Wir suchen uns neue Leser, die alten sind reaktionär

Für die gedruckte Presse aber beschleunigt das ganze den eigenen Untergang. Denn sollen die Leute wirklich lesen, dass sie alle Volltrottel im harmlosesten Sinn oder aber sogar bösartige Nazis sind? Das Verhalten vieler meiner Kollegen erinnert an die bitterböse Parabel, die Bert Brecht nach dem Niederschlagen des Volksaufstands in der DDR in seinem wunderschönen Band „Buckower Elegien“geschrieben hat: „Das Volk hat das Vertrauen der Regierung verscherzt.

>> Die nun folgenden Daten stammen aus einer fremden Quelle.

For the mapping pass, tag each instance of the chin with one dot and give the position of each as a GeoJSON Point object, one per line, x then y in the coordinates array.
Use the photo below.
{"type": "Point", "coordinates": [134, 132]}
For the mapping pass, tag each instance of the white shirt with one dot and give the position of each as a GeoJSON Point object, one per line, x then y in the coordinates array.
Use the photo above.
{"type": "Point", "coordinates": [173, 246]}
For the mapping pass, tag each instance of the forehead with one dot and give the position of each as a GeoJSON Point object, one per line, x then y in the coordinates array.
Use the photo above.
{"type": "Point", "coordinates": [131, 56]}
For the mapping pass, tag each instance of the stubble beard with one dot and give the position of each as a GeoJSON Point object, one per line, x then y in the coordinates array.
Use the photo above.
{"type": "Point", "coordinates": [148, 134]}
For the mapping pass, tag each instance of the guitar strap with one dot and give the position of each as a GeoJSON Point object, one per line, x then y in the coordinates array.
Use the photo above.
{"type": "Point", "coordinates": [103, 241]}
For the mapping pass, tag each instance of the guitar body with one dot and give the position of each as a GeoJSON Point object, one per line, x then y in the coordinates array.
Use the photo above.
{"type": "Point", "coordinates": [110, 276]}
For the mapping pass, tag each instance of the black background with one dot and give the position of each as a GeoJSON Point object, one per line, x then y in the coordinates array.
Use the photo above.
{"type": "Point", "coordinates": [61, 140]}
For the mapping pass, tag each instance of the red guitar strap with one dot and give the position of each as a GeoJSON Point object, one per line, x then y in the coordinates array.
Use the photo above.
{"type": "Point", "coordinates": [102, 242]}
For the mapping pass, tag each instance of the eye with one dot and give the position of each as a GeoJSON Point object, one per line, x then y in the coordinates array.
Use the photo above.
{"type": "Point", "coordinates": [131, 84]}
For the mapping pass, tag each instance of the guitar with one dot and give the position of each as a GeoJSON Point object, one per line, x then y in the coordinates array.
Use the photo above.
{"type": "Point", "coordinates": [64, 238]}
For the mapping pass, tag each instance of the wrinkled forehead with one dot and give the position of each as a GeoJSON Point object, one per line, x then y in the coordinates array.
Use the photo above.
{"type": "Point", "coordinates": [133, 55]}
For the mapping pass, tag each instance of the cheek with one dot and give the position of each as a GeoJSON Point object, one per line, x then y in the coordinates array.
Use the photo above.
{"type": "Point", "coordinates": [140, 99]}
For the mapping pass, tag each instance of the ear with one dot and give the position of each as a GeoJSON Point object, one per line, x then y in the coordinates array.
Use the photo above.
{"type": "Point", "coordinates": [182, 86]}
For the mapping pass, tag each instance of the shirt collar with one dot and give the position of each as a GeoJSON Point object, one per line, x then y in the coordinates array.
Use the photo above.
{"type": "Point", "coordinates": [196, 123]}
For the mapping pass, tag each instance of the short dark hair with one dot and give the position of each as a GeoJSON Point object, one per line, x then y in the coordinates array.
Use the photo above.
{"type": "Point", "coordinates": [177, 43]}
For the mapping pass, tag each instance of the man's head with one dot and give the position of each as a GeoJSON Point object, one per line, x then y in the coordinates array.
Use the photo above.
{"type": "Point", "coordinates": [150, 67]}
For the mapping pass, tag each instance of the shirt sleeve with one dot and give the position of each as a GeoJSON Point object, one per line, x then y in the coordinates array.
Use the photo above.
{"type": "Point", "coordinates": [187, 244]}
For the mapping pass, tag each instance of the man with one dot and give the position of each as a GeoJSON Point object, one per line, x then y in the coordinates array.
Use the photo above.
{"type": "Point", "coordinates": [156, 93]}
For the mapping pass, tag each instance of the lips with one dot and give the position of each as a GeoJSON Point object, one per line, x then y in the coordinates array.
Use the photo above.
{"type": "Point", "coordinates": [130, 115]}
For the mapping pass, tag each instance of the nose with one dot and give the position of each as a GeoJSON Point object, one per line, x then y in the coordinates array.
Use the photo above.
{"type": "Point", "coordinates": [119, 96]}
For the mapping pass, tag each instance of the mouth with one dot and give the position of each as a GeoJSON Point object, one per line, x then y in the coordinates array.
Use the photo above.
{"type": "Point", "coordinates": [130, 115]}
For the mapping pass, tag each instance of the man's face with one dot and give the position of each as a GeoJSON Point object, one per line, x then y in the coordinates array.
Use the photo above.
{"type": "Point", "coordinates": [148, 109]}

Wäre es da nicht doch einfacher, die Regierung löste das Volk auf und wählte ein anderes?“ 

Die Zeitungen haben offensichtlich beschlossen, sich neue Leser zu wählen, weil ihnen die noch vorhandenen nicht klug, nicht links, nicht grün und überhaupt nicht modern genug sind. Dazu passt, dass die Süddeutsche ihre Kommentarfunktion im Internet schließt und die ARD dies für die Tagesschau erwägt. Lesermeinungen sind einfach zu dumm für die Inhaber des erhobenen Zeigefingers. Alle fürchten sich vor dem Internet. Aber es ist die Verachtung der Leser, die zur Kündigung des Abos führt.

Die einzige Frage, die notorisch unbeantwortet bleibt: Wo findet man die bloß, diese neuen Leser, die sich ständig belehren und beschimpfen lassen und die demütig konsumieren, was ihnen als Schreibeintopf tagtäglich vorgesetzt wird. Wo?